Salve for the Lungs: Aspirin might prevent asthma

Regular use of aspirin may prevent healthy adults from developing asthma, according to a 5-year study of male doctors.

Inflammation in the lungs characterizes asthma. During an attack, inflamed airways constrict, obstructing air flow. The disease affects about 5 percent of men and more than 8 percent of women and children. It most frequently develops during childhood, and some kids outgrow it.

For the current study, epidemiologist Tobias Kurth of Brigham and Women’s Hospital in Boston and his colleagues analyzed data on some 22,000 male physicians who had participated in a study between 1982 and 1988. Although the original trial was focused on heart disease, its records contained information on asthma.

None of the participants initially had asthma. Half of them received placebos during the study, while the others took 325 milligrams of aspirin every other day.

After an average of 4.9 years, 145 men in the placebo group had developed asthma, but only 113 aspirin takers had the disease. This finding suggests that aspirin use cuts asthma incidence by 22 percent, Kurth’s team reports in the Jan. 15 American Journal of Respiratory and Critical Care Medicine.

In a 2004 study conducted by a group including two of Kurth’s collaborators, women who frequently took aspirin developed asthma only 60 percent as often as did women who never took aspirin.

Indirect evidence also suggests that aspirin reduces asthma incidence. Since about 1980, most doctors have considered aspirin too risky to give to children, even for such purposes as cold-symptom relief, because it increases risk of Reye’s syndrome. Aspirin use in children fell dramatically in the early 1980s, and the use of the alternative painkiller acetaminophen rose.

The shift away from aspirin contributed to a subsequent rise in childhood asthma, allergist Arthur Varner, who practices at Allergy Diagnostic in Beachwood, Ohio, and two colleagues proposed in 1998.

Acetaminophen doesn’t reduce inflammation as do aspirin, ibuprofen, and naproxen, which are called nonsteroidal anti-inflammatory drugs. These NSAIDs may reduce the risk that a viral respiratory infection will precipitate asthma in susceptible children and adults, Varner suggests.

He notes that a 2005 study linked acetaminophen, but not the NSAIDs aspirin or ibuprofen, to increased risk of adult-onset asthma.

“When a person first gets cold symptoms, if they reach for aspirin or ibuprofen, they may be protected against asthma,” he speculates. “If they reach for acetaminophen, it enhances the chance that that virus will lead to asthma.”

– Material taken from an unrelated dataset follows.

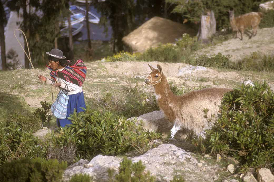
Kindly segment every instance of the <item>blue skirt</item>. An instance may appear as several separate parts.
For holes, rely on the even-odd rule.
[[[69,117],[70,115],[74,112],[74,109],[76,109],[76,112],[78,113],[84,111],[81,107],[86,108],[84,94],[82,91],[75,94],[68,95],[69,97],[67,108],[67,117],[64,119],[57,118],[56,121],[57,125],[58,127],[60,126],[64,127],[67,125],[72,124],[70,120],[68,119],[67,118]]]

The finding of a protective effect of aspirin is “quite interesting,” says American Lung Association spokesman Norman Edelman, a pulmonologist at the State University of New York at Stony Brook.

The evidence is too preliminary to encourage habitual aspirin use for asthma prevention, Kurth and Edelman caution.

“Aspirin is certainly not a treatment for asthma,” Kurth adds. The drug triggers attacks in some people with existing asthma.